田中将大の周囲にはたくさんのマスコミがいた。投げるか投げないかわからない投手のために、わざわざやってきているのだと思ったが、それだけではなかった。
日米のポスティングシステムの改定が、再び暗礁に乗り上げたのだ。報道陣は田中の顔色を見に来たのだろう。

話は奇怪である。MLBが提示したポスティングの改定案、
1) 入札額1位と2位の額の中間を落札額とする
2) ポスティングが不調に終わった場合、MLB球団はMLB機構にペナルティ費を支払う
という条件は、MLB側がポスティング費用の高騰を抑えるために提示したものだ。NPBにはメリットがない。
利害関係がないはずの選手会が難色を示したが、NPB機構側が説得をしてようやく応諾の通知をしたのだが。

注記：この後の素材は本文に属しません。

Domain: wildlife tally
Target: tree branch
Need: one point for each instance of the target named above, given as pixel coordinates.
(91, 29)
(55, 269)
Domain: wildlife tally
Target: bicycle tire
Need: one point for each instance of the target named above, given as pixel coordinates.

MLBのオーナー会議で反対が出て、白紙に戻ったのだという。
ピッツバーグ・パイレーツが、ニューヨーク・ヤンキースにかみついた。
「ポスティング費用が高すぎて、貧乏球団は応札できない!」
ヤンキースは
「キューバ選手獲得の時はそんなこと言わなかったじゃないか!」
と反論。
どうやらMLB機構側は、新ポスティングシステムの説明をヤンキースやドジャースなどにはしたが、その他の球団にはしていなかったようだ。
つんぼ桟敷におかれたことへの反感もあって、こういう議論になった。

MLBのマンフレッドCOOは、「オーナー会議までに決めていればこうはならなかった。もたもたしていたNPBが悪い!」
と言った。無茶苦茶な話だ。根回しをちゃんとしなかったMLBの落ち度は明白だ。

しかし彼らならいいかねない。NPB側はMLBの条件を丸呑みしたわけだ。何も修正を加えないのなら、さっさとOKすればいいものを、というところだろう。
どうせ口答えする度胸もないくせに、くらい思っているだろう。

MLBはさらなる修正案を再提示するという。条件はさらにNPBに不利になっていることだろう。

サンスポによれば星野監督は
「NPBの交渉が下手。交渉というのは、決裂してもいいという気持ちで臨まないとダメ。突っぱねるぐらいでないと」
と言ったそうだが、NPBの経営陣にそれを求めるのは酷だ。黒船来航時の多くの幕閣とさほど変わらないレベルなのだから。

結局、MLBとNPBはしっかりした人的交流のシステムを作るべきなのだ。国交のないキューバの選手の移籍と同じレベルのルールしかないというのはどう考えてもおかしいのだ。

星野仙一の言うとおり、NPBも主張すべきは主張し、MLBの言うなりにはならないところを示して、お互いに納得できるルールを締結すべき時だ。
いずれにせよ、田中はアメリカに行くだろうが、その次の選手からは例えばトレードとか、ドラフトとか、しっかりしたルールを作るべきだ。



野球選手というのは「旬」が短い。彼らの人生を左右するような問題である。まともな経営者が責任を持って対処してほしい。

NPB側はスコット・ボラスを交渉代理人に雇ってはどうだろうか?10億くらい取られそうだが、ええ仕事しまっせ!